Volunteer judges handle preliminary rounds, and each contestant receives written feedback. Very few of these competitions offer anything substantial in the form of a cash prize-some offer a token such as a pin, a certificate, or even chocolate—but finalists’ entries are judged by an agent, or an editor from a major house. Potentially this could lead to a request for a full, an offer of representation, or a contract. More likely the reward will be euphoria, something to mention in cover letters, and then back to work. If you don’t make the final cut, you will at least get feedback and a scoresheet from people seeing your work for the first time—not always a pleasant or positive experience, but one from which you can learn something. At the very least, you can add to that extra layer on your skin that writers need to survive.

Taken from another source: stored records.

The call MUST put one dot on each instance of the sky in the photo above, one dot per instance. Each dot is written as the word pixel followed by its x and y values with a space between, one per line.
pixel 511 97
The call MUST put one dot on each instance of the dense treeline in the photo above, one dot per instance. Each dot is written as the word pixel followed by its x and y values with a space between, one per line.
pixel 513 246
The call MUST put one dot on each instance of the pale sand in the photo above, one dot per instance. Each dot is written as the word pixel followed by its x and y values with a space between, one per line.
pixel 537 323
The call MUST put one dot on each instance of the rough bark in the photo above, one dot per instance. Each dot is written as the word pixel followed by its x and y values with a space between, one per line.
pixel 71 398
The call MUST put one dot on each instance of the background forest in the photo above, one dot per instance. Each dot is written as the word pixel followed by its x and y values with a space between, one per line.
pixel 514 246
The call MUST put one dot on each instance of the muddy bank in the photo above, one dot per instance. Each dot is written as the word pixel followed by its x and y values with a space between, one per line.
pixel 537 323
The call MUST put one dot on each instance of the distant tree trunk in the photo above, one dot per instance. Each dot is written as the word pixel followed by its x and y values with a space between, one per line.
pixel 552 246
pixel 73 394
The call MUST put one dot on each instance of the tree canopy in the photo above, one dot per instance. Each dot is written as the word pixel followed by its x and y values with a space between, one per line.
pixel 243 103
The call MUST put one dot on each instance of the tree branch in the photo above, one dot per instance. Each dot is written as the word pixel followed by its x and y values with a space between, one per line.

So what sort of competitions are good to enter? Just about any, so long as you win. The ideal competition does not charge any, or exorbitant, entry fees, offers feedback—and prizes are always nice, too—and a publication credit for at least the first prize winner, with copyright reverting to the writer at some point. A final piece of advice from Writers Digest judge Loree Lough: “Go into it hoping you’ll win, disregard mean feedback, and view it as a source of valuable free information.”


Janet Mullany is currently a finalist in the Missouri Romance Writers’ Gateway to the Rest Competition, and will shortly judge the first round of another RWA competition. So far her short story competition prizes include a mug, a t-shirt, and a book she gave away. She still uses the mug and the t-shirt.